Antes de mais nada, quero deixar bem claro que a versão suicídio, dada por ocasião de seu assassinato, jamais será aceita por mim ou por qualquer pessoa que o tenha conhecido de perto. Quanto às tentativas de enlamear seu nome, são torpes e nojentas demais para que me digne a discuti-las. Partindo de quem partiram, nem sequer me causam surpresa. Os amigos de meu filho, os que de um ou outro modo conviveram com ele, sabem que Luiz Eurico era um jovem idealista e estudioso. Seu único vício era a leitura, numa preocupação constante com o momento político-econômico deste país, indo à raiz dos fatos e buscando entender suas causas.


Releio neste momento a Declaração apresentada no 1° Encontro Estadual de Grêmios Estudantis, realizado de 21 a 23 de junho de 1968, cuja redaçäo esteve a seu cargo. Escrevendo, e lendo alguns trechos em voz alta para que eu pudesse acompanhar seu pensamento, dizia ele a certa altura:


'A juventude já não aceita refugiar-se no intelectualismo oco de outros tempos, mas também recusa-se a compactuar, por assentimento ou omissão, com uma ordem social que desumaniza o indivíduo e destina à fome e à mais completa ignorância quase dois terços da humanidade.


A cultura deve extravasar os círculos limitados do deleite ou realização pessoal para assumir o papel de agente dinâmico na transformação da sociedade.


Este mundo de guerras, de sobressaltos e insegurança, do lucro como motor de desenvolvimento, dos grandes monopólios subordinando aos interesses de uma minoria todos os aspectos da vida social, este mundo dividido em explorados e exploradores, em que a fome elimina anualmente milhares de vezes mais vidas humanas do que a criminosa guerra do Vietnã, este mundo perdeu sua razão de ser, quando se consomem milhões de dólares para matar a outro homem, quando os orçamentos militares são constantemente aumentados em detrimento de necessidades vitais, quando a separação entre humildes e poderosos atinge as proporções de um verdadeiro cataclisma, quando as mais ponderadas manifestações de alerta são silenciadas a bala, quando o descontentamento se torna universal e o indivíduo desfalece nas tramas de forças materiais que ele não dirige e muitas vezes não compreende'.


Este era o terrorista Luiz Eurico Tejera Lisbôa. Seu dizer era claro, firme e coerente com seu modo de pensar e agir. Seus aterrorizados assassinos, com a cabeça vazia de idéias, souberam apenas empunhar uma arma. Qualquer pessoa com inteligência mediana percebe logo que, tanto ele como vários de seus companheiros também assassinados, constituíam realmente um perigo em potencial. Eram inteligentes, estudiosos, sabiam pensar por si mesmos. Haverá razão mais forte para exterminá-los?
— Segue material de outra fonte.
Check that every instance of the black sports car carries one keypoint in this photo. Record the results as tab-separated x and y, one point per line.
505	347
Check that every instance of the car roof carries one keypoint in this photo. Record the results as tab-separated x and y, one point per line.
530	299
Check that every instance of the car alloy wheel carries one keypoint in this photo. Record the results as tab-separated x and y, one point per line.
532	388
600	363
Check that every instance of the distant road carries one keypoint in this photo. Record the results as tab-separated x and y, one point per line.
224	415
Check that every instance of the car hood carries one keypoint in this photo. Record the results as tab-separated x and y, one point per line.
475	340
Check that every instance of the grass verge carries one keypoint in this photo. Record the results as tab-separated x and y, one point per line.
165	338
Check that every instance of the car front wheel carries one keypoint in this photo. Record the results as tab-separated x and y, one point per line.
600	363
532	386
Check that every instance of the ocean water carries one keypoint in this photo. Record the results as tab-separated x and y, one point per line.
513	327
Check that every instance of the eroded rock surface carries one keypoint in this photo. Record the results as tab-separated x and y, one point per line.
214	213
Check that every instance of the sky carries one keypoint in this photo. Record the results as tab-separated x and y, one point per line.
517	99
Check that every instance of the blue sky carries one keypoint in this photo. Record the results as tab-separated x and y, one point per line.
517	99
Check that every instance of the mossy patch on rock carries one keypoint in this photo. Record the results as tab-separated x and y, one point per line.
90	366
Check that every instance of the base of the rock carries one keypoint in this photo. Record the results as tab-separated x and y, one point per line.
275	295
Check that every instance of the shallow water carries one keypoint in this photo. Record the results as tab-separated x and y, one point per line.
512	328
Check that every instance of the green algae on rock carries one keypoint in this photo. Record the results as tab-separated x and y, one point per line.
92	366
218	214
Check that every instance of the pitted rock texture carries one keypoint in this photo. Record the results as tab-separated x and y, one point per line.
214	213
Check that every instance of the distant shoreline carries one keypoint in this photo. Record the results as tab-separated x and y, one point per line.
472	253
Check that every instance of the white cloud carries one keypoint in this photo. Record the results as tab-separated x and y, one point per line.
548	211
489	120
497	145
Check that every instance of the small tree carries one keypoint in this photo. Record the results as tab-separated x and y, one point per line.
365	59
Faz hoje vinte dias que venho tentando desviar meu pensamento dessa realidade brutal. Meus olhos estão cansados de chorar. Mas não se enganem. Não choro de pena do meu filho que, onde quer que esteja, deve estar muito bem. É apenas de saudade. Creio numa outra vida. A morte rápida de torturadores me dá a maior certeza disso. Ninguém devendo tanto pode escapar assim ligeirinho se não for pagar em outro lugar.


Os Torturadores Pagarão


Pelas noites de vigília que passei chorando a ausência de meu filho e a incerteza de seu destino;


Pelos dias, horas e minutos que vivi, numa quase obsessão, esperando que alguém chegasse, de repente, ao meu apartamento, para me dizer onde e como ele estava;


Pelos sete anos que passei sem poder me concentrar em nada, porque em minha mente só cabia sua imagem;


Pelo medo, que tantas vezes me assaltou, de tê-lo de volta inútil e deformado pelas torturas;


Pela miséria mais horrível que eu vi neste Brasil de norte a sul;


Pela vergonhosa impunidade dos torturadores e assassinos;


Pela saudade mais cruel que me acompanhou ao longo destes sete anos e que agora há de prolongar-se até o fim dos meus dias;


Por toda a transformação que meu filho tanto desejou ver neste país faminto e esquecido;


Tenho a mais profunda convicção de que uma força, bem maior que a capacidade de matar de seus assassinos, há de dar o merecido castigo aos que planejaram e determinaram, aos que, por aceite ou omissão, participaram e aos que executaram todo esse horror que está aí, presente, nas faces e nos olhos de mães, esposas, filhos e irmãos daqueles que foram estupidamente torturados e assassinados e dos que ainda sofrem as prisões!


Se Ele Voltasse...


Não choro de pena de meu filho. E, se fosse possível voltar de onde ele está, eu lhe pediria para continuar pensando e agindo como sempre pensou e agiu. Ainda que isso importasse em ser novamente assassinado. Pois prefiro vê-lo morto, uma e mil vezes, a tê-lo por longos anos a meu lado numa inconsciência inútil, estúpida e criminosa! Luiz Eurico Tejera Lisbôa, seu espírito há de pairar sobre os justos movimentos reivindicatórios deste país, dando força, lucidez e coragem a seus participantes ! Luiz Eurico Tejera Lisbôa, onde quer que esteja há de estar pedindo justiça e liberdade para este povo humilde e esquecido que ele tanto amou!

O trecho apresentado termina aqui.